Sunday, 19 June 2011

More on African History

Sometimes a book seems to appear at just the right time. Sometime last year, I decided to get serious about Knowing Stuff About Africa. After all, it's really quite difficult to do productive work in a place when your level of engagement is limited by stereotypes and perspectives on current activities through the lens of those stereotypes.

Of course, it shouldn't be necessary for me to put quite this much effort into understanding Africa. After all, I was born, raised and educated on the continent. And to be fair, I could probably have paid a little more attention in history lectures on the subject. But the sad truth is that I, like an alarming number of South Africans, know remarkably little about my own continent, far less, to be honest, than I find myself knowing about other parts of the world.

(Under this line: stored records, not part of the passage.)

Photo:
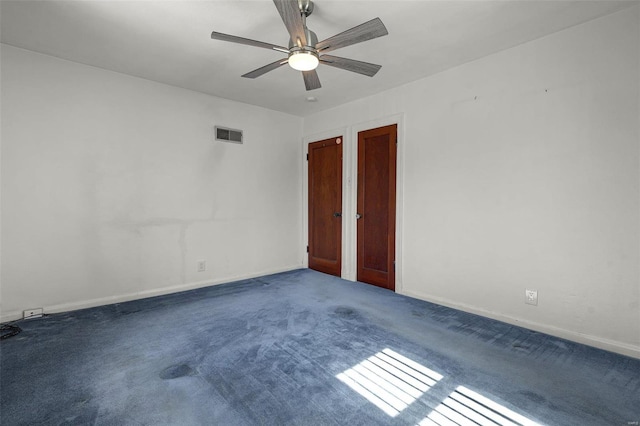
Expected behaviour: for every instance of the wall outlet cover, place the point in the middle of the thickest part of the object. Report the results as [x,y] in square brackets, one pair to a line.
[531,297]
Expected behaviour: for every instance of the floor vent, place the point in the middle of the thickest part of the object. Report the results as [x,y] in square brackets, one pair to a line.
[228,135]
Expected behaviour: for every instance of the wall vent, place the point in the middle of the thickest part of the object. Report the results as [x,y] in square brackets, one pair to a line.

In an effort to remedy this, I've started consciously seeking out books about Africa. Over the last two weeks, I have been happily absorbed in John Reader's excellent Africa - A Biography of the Continent. It's a great read for a couple of reasons.

The writing style is fairly easy and flowing, unlike a lot of more academic texts, but the work draws heavily on academic sources, giving credibility and detail that might otherwise be lacking. The book also talks in facts and figures. This helps to alleviate the problem experienced by many writers of Africa who tend towards emotional biases, using facts only as a crutch to support pre-established notions. Reader draws heavily on human ecology and the logic of basic economics. This avoids the blame-game ("it's the colonialists fault, no it's the Africans fault") by being a little more realistic about the kind of motivations and drivers of change or continuity that might have played a part in the history of the continent. Similarly, he is careful to avoid the "great man" approach to history, including - to my glee and based on the work of my former Professor, Julian Cobbing - refuting the prevailing myth of the crucial role of Shaka in South African history.

Ultimately, the work is a broad sweep of the history of the continent from geological formation to the 1994 elections in South Africa and genocide in Rwanda. It's a great introduction to the past of a much-maligned, widely-misunderstood continent. It was also a great reminder to me of the complexity of the place - a continent far too large to be considered to have a single, uniform history - and that some areas of Africa are of more interest to me than others. I found myself struggle through bits of the West African slave trade, but positively devouring sections about East and Southern Africa. Definitely worth a read and a great way to spend several evenings.